What will COVID vaccine trials look like?
There are over 100 potential vaccines being developed, and several are already in preliminary testing in humans. There are three steps to testing a vaccine: showing that it doesn’t have any common, nasty side effects; showing that it raises antibodies; showing that vaccinated people don’t get COVID-19.
The last step is the big one, especially if you want it fast. I knew that in principle, but I was prompted to run the numbers by hearing (from Hilda Bastian) of a Danish trial in 6000 people looking at whether wearing masks reduces infection risk. With 3000 people in each group, and with the no-mask people having a 2% infection rate over two months, and with masks halving the infection rate, the trial would still have more than a 1 in 10 chance of missing the effect. Reality is less favorable: 2% infections is more than 10 times the population percentage of confirmed cases so far in Denmark (more than 50 times the NZ rate), and halving the infection rate seems unreasonably optimistic.
That’s what we’re looking at for a vaccine. We don’t expect perfection, and if a vaccine truly reduces the infection rate by 50% it would be a serious mistake to discard it as useless. But if the control-group infection rate over a couple of months is a high-but-maybe-plausible 0.2% that means 600,000 people in the trial — one of the largest clinical trials in history.

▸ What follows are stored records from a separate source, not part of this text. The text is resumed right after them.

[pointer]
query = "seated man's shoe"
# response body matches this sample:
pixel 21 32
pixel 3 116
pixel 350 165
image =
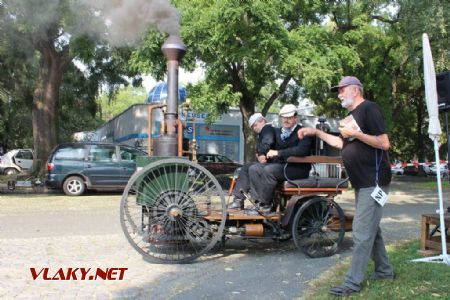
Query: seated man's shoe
pixel 342 291
pixel 376 276
pixel 265 208
pixel 237 204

How can that be reduced? If the trial was done somewhere with out-of-control disease transmission, the rate of infection in controls might be 5% and a moderately large trial would be sufficient. But doing a randomised trial in setting like that is hard — and ethically dubious if it’s a developing-world population that won’t be getting a successful vaccine any time soon. If the trial took a couple of years, rather than a couple of months, the infection rate could be 3-4 times lower — but we can’t afford to wait a couple of years.

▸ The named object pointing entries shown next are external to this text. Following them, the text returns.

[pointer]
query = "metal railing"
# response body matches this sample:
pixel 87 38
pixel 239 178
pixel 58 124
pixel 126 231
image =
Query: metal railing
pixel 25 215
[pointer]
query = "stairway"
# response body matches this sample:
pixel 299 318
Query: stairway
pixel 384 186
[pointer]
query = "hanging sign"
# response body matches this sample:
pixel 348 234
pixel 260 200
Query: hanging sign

The other possibility is deliberate infection. If you deliberately exposed trial participants to the coronavirus, you could run a trial with only hundreds of participants, and no more COVID deaths, in total, than a larger trial. But signing people up for deliberate exposure to a potentially deadly infection when half of them are getting placebo is something you don’t want to do without very careful consideration and widespread consultation. I’m fairly far out on the ‘individual consent over paternalism’ end of the bioethics spectrum, and even I’d be a bit worried that consenting to coronavirus infection could be a sign that you weren’t giving free, informed, consent.